This summer, vacation the CIA way

Waited a little too long to book your summer vacation flight to Europe? Ticket prices rising and reservations scarce?

There may be help from an unusual source, an unscheduled, deliberately under-publicized air carrier that has flown at least 1,000 flights to Europe and to as many as 37 nations, if you believe the angry folks at the European Council.

The operator is the CIA, and the Europeans are angry, officially at least, that the agency has used their airspace and their airfields to shuttle terrorism suspects from one secret prison to another.

The Bush administration is upset that word of these operations leaked. Clearly, some positive PR is in order. And what better builder of good will than letting hard-pressed American vacationers share these flights? Just ignore the terrorists shackled to the bulkhead.

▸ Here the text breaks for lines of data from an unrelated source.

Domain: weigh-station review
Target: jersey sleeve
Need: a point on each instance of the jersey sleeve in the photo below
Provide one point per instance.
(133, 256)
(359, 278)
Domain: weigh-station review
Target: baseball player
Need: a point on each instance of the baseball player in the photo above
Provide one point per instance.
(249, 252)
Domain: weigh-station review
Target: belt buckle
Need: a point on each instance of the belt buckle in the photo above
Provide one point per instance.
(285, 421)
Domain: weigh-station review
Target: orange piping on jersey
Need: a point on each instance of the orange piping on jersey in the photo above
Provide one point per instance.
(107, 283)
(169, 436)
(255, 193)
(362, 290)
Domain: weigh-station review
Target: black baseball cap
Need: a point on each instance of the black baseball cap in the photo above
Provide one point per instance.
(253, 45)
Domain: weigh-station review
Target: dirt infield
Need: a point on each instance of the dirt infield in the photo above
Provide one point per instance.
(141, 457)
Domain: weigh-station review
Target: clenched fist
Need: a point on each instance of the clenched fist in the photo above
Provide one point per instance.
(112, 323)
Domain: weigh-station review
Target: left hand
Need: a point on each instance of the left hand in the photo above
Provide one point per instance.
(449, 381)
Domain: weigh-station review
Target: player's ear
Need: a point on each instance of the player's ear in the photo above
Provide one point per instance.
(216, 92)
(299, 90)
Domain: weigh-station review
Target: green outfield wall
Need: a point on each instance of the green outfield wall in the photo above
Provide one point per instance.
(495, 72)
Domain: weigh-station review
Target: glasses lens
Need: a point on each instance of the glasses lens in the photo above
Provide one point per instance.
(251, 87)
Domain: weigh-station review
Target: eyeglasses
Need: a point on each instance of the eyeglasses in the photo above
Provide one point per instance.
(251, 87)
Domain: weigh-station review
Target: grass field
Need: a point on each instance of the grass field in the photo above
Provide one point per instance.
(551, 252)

The flights would be spur of the moment. You never know when there will be a late-breaking rendition.

And while the conditions are a little spartan for the bound and blindfolded suspects, it’s a safe guess that the CIA agents are traveling in comfort aboard what are basically corporate- and airline-sized craft.

Arrivals might be a problem _ at night, at remote Soviet-era airfields _ and the pilot might not be willing to shut off the engines at the darkened airport while you disembark. But what is travel if not adventure?

And the smart marketers at Langley might want to stress the adventure part.

First, they’ll want a catchy name _ Spookair; NSA, for No Such Airline; Spy King. A slogan would be good, too. Maybe a variation of American Airlines’ “We Know Why You Fly … And A Whole More.”

Rather than the humdrum trip to the airport, passengers with reservations could be snatched off the streets and bundled into black-windowed vans. We wouldn’t counsel taking this too far, because the handcuffs and leg restraints could pose a problem for the TSA screener manning the metal detector. Although the orange Guantanamo Bay-style prison jumpsuit might be a step up fashion-wise from most travelers’ customary summer attire.

The in-flight movies might run heavily to James Bond reruns, but there might be other in-flight diversions. Like when the plane starts making violent turns and the co-pilot comes back to your seat and asks, “Have you ever used these electronic jammers for heat-seeking missiles? No? We’re going to need you to start. Don’t miss.”

Finally, you arrive at _ you don’t know where. The flight was on a need-to-know basis and the agency decided you didn’t need to know where you were going. Eastern Poland can be a little bleak, even in the summer, but the people are great.

You say goodbye to your fellow travelers.

“Nice flying with you, Abu Musab.”

“Die a thousand deaths, you filthy infidel American pig.”

As Abu Musab is bundled off to a secret prison for an indefinite period of sleep deprivation, temperature extremes and unremitting noise _ pretty much like vacationing with teenagers _ you bid farewell to the crew.

“Great flight. When’s the return?”

“We could tell you, but then we’d have to kill you. Thanks for flying Trans Espionage.”